A world in which our ‘goodness' and ‘kindness',
our ‘sympathy', our ‘empathy'
and belief in the rightness of our own identity requires us to shed a
tear,
say a prayer,
walk away believing
that it may be unfortunate,
but
that it is unalterable.
If this is our world then it must be transformed.
The process of self-transformation,
of metamorphosis,
of ‘becoming' from this ‘being' is the first step on
our journey .
To remain neutral in such a world and on such a journey is to take the side and the role of the oppressor, the liar, the manipulator and to join quietly the apparatus of the real ‘ axis of evil'.
There is no neutrality and there can be none if it is to become our world. This ownership is about life itself.
The actions we take,
the criticality
we own and share,
the imagination we generate,
the interconnections we
discover,
the communications we develop,
the identities and histories
we contribute,
the dialectic which springs from the contradictions we
perceive – these are the tools of the action of ‘becoming'.

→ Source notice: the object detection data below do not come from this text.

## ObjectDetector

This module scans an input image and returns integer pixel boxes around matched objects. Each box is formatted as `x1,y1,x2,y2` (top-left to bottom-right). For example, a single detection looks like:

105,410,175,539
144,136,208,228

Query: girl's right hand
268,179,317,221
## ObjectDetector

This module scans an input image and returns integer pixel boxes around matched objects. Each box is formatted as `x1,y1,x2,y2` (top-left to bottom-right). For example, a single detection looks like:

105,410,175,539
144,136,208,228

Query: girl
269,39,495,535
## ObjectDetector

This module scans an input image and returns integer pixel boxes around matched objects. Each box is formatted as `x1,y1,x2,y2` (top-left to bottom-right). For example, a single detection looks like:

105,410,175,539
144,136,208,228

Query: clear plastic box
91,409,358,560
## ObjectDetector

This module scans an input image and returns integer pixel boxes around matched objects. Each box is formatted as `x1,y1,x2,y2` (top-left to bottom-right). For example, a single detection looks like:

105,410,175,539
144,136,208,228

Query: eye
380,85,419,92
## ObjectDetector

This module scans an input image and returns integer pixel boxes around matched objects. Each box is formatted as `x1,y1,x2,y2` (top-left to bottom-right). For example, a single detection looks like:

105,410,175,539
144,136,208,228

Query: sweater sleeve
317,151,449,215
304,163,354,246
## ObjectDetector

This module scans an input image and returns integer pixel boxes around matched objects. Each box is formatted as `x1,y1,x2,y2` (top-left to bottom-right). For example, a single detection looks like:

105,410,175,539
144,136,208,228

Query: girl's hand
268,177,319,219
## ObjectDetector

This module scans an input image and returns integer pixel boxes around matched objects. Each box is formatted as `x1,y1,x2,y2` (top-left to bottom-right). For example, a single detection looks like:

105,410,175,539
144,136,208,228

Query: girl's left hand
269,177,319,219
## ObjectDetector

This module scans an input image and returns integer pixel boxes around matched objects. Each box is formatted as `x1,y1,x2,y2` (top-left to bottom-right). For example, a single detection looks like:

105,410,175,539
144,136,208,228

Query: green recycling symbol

So how do we prepare for our journey?
If there is a raging river in our way,
a broken bridge,
a huge mountain, a war machine,
a monolithic world bank, a trans-national
corporation,
a government,
a World Trade Organization, a series of laws,
if there
is a set of conditions,
a series of mind-police roadblocks,
inclusive
or exclusive schooling systems in which we must teach our young,
then what is
to be our course of action?
Do we reclaim and recreate our democracy, our ways of hearing and listening, our abilities in seeing, perceiving and judging, our ability to participate, our capacity to lead?
We are citizens, collectively we are world citizens in a world of transformation. So, individually and as a community, where and how should our journey begin?
We must begin by understanding and seeing our world for its reality as “only through reality may reality be changed'' in the words of Bertolt Brecht.
It is said that ‘'we are the clay in which the footprints of our age are cast''.
Are we?
I for one am tired of being trodden on.
Do we now
as citizens, as educators and artists, tread on the dreams and imaginations
of our children in order that our ‘self'
and our world view will prevail?
So that the power of
the dominant will be maintained at their cost and at
the cost of their dreams and their potentials? Who will
make the decision and who will fix
the price ? Whose values will predominate? Whose ethics will
shape our collective future, and whose rights will prevail and whose will
be ignored?
These questions are not new; what is new is the context against which they are posed - the globalised world.